Some local, state and federal regulations do add a lot more time to get permits and start construction. Fees can be high, and some requirements may increase the cost of building housing. Affordable housing advocates support many measures that reduce permit approval time and cut permit fees. Affordable housing advocates also support changing zoning laws that were written to maintain segregation in communities and “Not In My Back Yard” opposition to affordable housing developments.
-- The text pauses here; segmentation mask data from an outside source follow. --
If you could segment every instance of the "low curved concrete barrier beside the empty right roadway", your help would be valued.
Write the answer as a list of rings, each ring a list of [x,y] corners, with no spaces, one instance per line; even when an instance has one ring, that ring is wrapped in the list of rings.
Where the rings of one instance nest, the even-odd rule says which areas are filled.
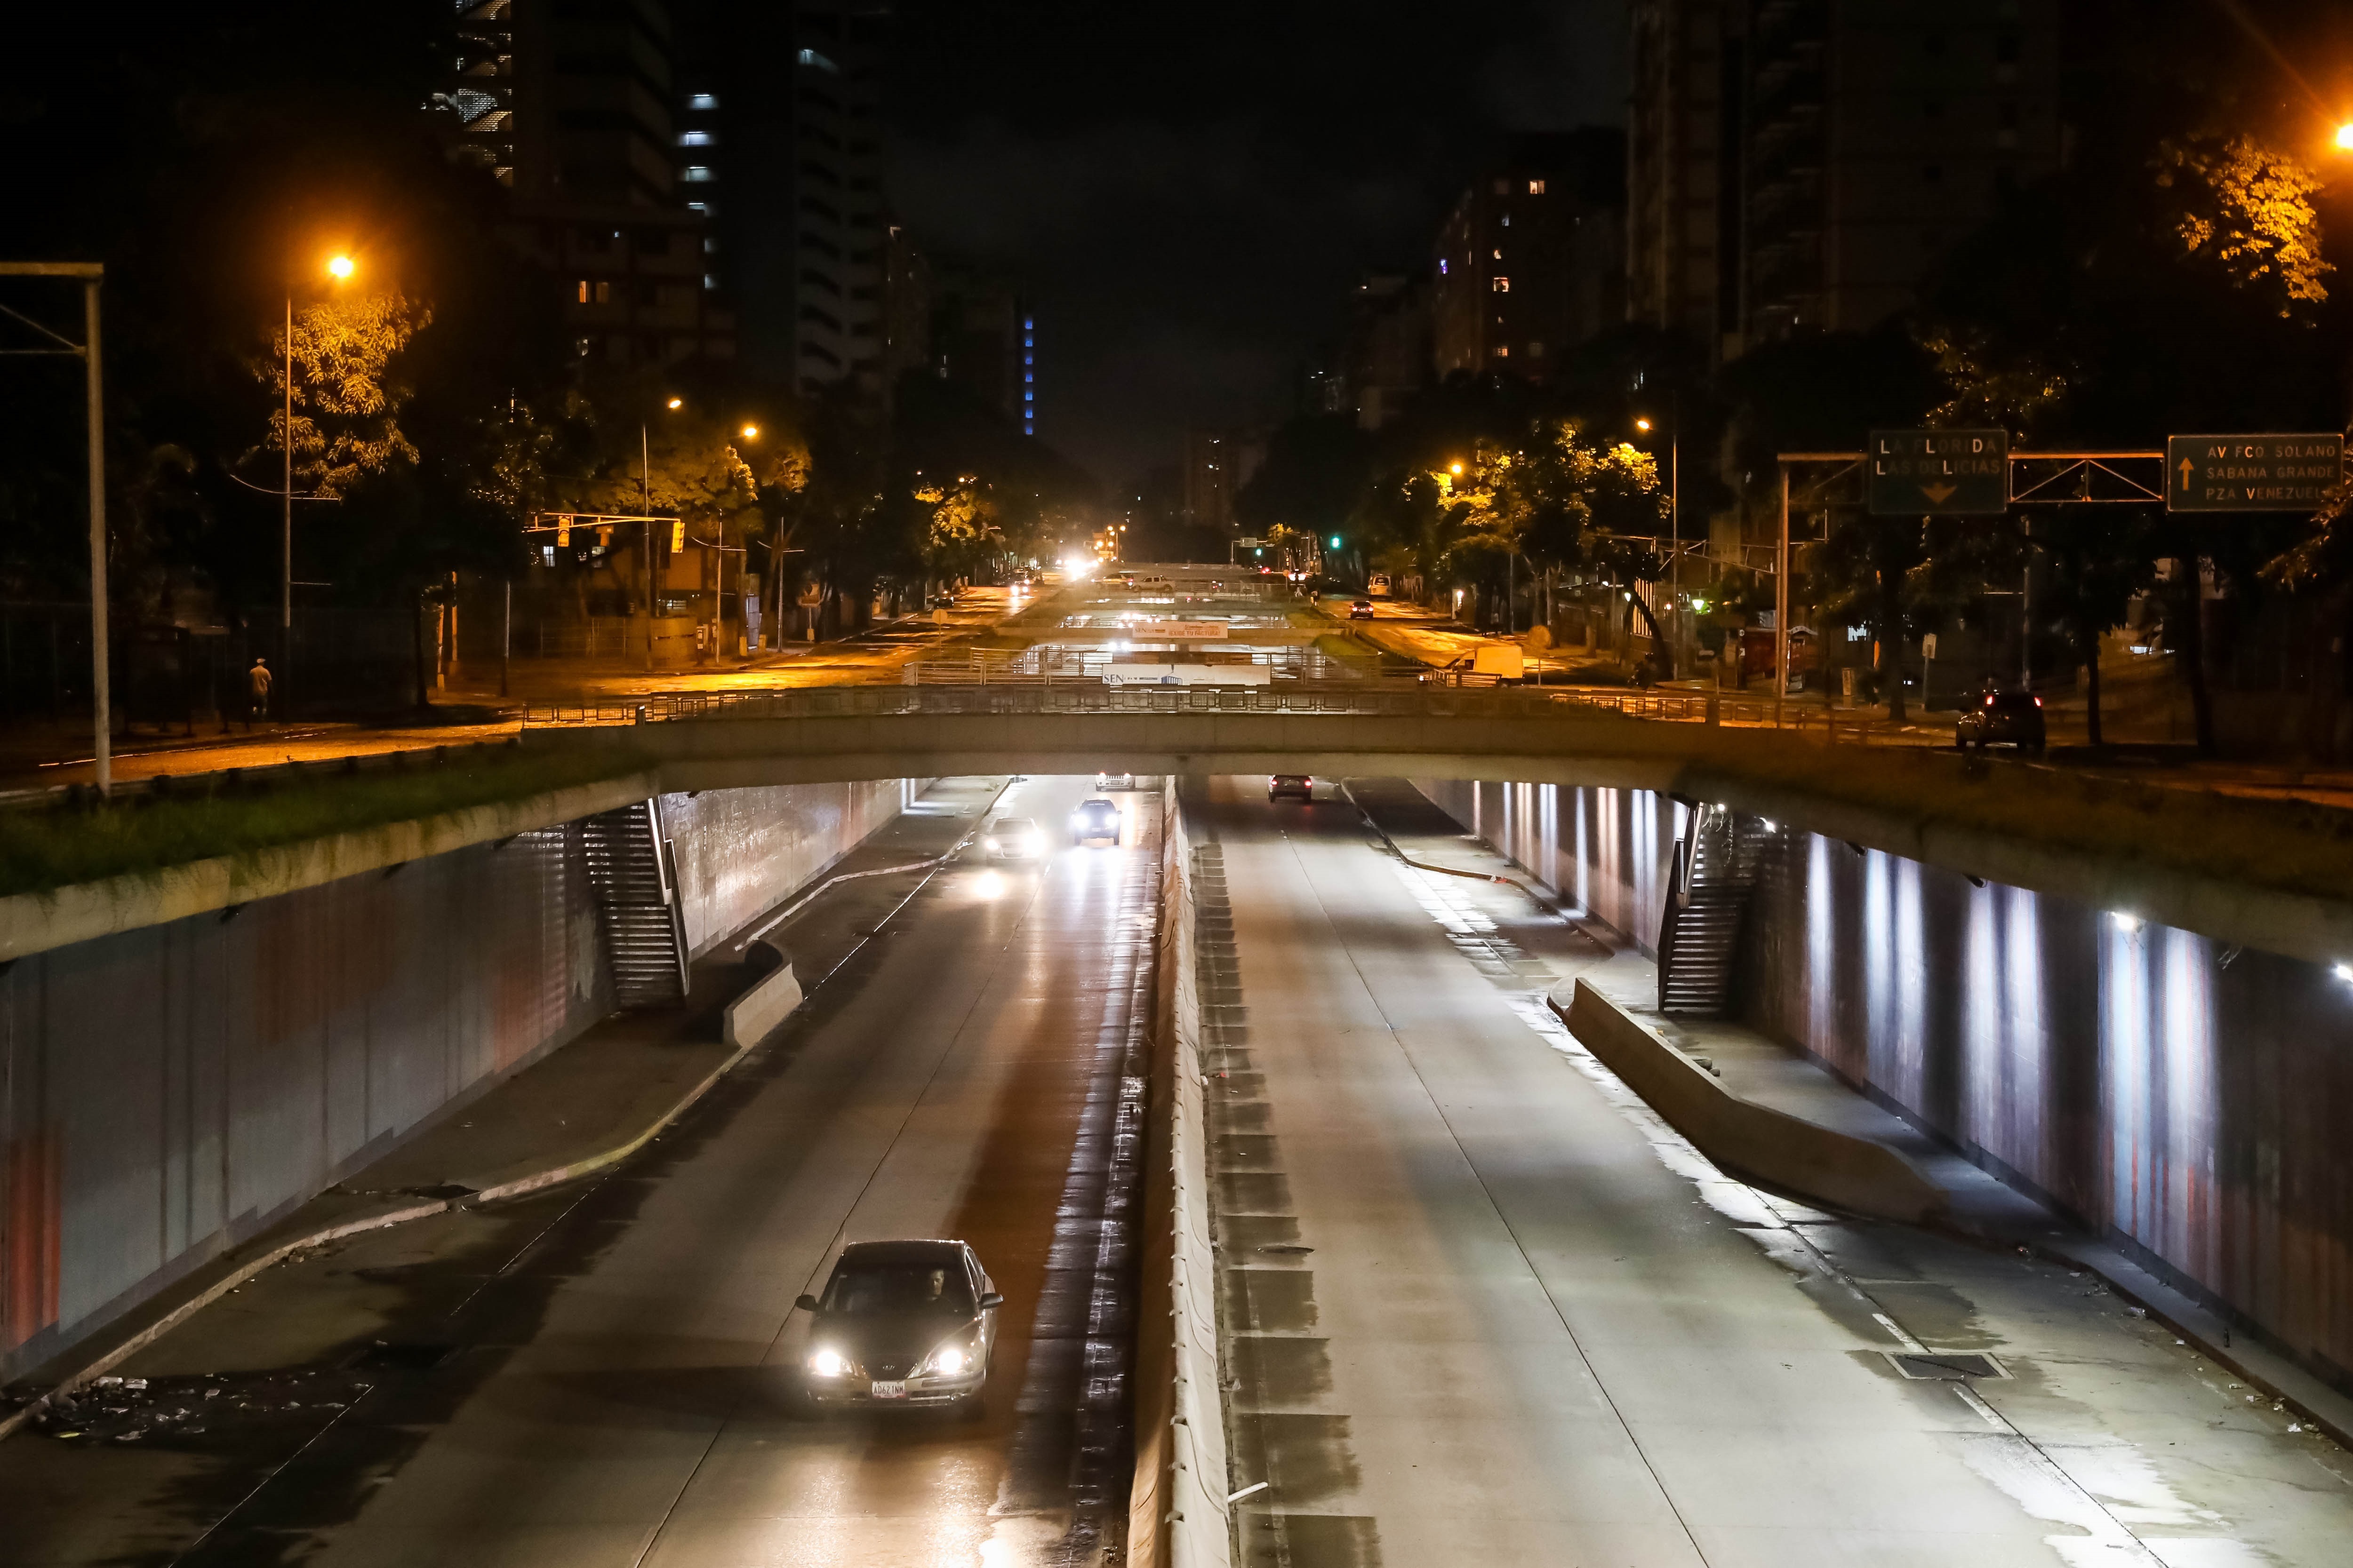
[[[1880,1220],[1925,1225],[1944,1213],[1944,1190],[1894,1150],[1739,1098],[1588,983],[1577,983],[1569,1006],[1558,994],[1551,1006],[1586,1051],[1727,1171]]]

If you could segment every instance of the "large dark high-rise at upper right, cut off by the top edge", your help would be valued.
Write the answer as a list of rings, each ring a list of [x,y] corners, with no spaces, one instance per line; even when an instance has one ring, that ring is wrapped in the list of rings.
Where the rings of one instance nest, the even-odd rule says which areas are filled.
[[[2057,5],[1638,0],[1628,313],[1725,360],[1866,329],[2059,158]]]

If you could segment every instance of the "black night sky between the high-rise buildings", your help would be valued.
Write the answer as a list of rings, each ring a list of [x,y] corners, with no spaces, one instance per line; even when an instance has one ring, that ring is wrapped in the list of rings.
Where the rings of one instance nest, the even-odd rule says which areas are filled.
[[[1624,122],[1624,0],[899,0],[892,202],[1038,315],[1038,433],[1108,484],[1278,418],[1511,132]]]

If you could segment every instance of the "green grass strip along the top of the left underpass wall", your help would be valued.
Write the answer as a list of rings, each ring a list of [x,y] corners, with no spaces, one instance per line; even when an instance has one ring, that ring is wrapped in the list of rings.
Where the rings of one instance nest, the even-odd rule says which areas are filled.
[[[198,795],[125,795],[111,804],[0,811],[0,896],[78,882],[162,875],[216,856],[261,856],[287,844],[414,823],[471,806],[621,778],[647,766],[633,743],[534,750],[466,748],[449,762],[409,752],[402,766],[369,759],[355,773],[256,776]]]

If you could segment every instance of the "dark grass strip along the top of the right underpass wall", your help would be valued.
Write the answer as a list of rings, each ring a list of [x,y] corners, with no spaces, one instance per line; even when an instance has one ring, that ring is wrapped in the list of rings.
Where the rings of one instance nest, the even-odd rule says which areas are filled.
[[[2353,811],[2315,802],[1972,762],[1927,748],[1814,745],[1737,731],[1708,736],[1689,757],[1697,795],[1706,795],[1706,776],[1715,773],[2120,865],[2327,900],[2344,900],[2353,889]]]

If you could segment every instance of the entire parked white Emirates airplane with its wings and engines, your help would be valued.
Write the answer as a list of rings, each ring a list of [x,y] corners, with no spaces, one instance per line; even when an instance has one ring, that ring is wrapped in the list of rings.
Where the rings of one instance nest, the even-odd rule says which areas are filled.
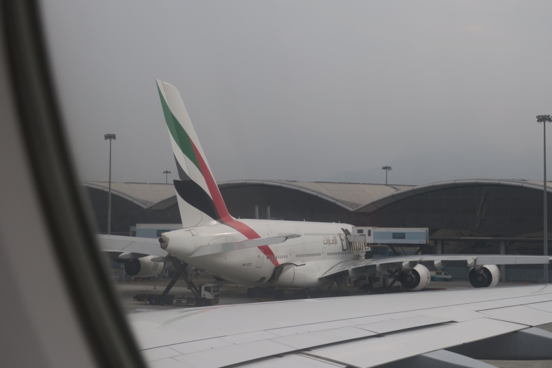
[[[179,180],[175,180],[177,201],[184,229],[163,233],[161,248],[179,260],[205,269],[231,282],[253,287],[315,288],[341,280],[343,273],[360,275],[367,267],[386,271],[398,269],[398,280],[407,289],[427,287],[431,275],[423,262],[442,267],[446,262],[463,262],[471,267],[474,287],[494,287],[500,279],[495,264],[548,263],[548,257],[509,255],[412,255],[364,259],[364,245],[350,242],[352,225],[271,220],[238,220],[226,209],[213,173],[195,133],[186,107],[174,86],[157,80],[157,89],[175,155]],[[161,249],[151,251],[152,240],[140,245],[137,238],[104,237],[133,242],[118,246],[119,258],[140,260],[151,270]],[[137,262],[137,261],[135,261]]]

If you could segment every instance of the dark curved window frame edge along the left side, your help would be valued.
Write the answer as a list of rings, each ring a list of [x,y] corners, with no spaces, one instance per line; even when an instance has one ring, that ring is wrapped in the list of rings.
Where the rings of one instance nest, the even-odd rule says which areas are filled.
[[[77,182],[34,0],[1,3],[10,84],[50,244],[99,367],[144,367],[104,270]]]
But many of the regulations in place serve important public needs. They protect clean air and water. They promote fire safety and accessibility. They make sure that our buildings can withstand natural disasters and toxic materials are not used in construction. They preserve historic heritage. They encourage hiring low-income and minority workers when public funds are used.
There is some controversy around the bus tour. Some have pointed to the cost of the tour, when HUD already has much of the information it could gather from its listening sessions. Regulatory relief alone is not likely to meet the nation’s affordable housing needs. They also point out that the Trump administration has proposed large cuts to the affordable housing programs that serve people with the lowest incomes. In an election year when most of the major Democratic candidates have released comprehensive housing plans, some see the bus tour as a publicity stunt.
HUD says the bus tour will travel to different regions around the country through June. However, the itinerary for the first swing through the Southeast was not available until the day before the tour kicked off. HUD’s website notes that visits to the West may be next, but there is no information about the dates or locations for stops in Western states.
The events listed for the Southeast tour all required an RSVP, so if you want to attend an event in your region, you will have to contact the HUD staff listed on the announcement. You can check HUD’s website for updates on the Driving Affordable Housing Across America bus tour website.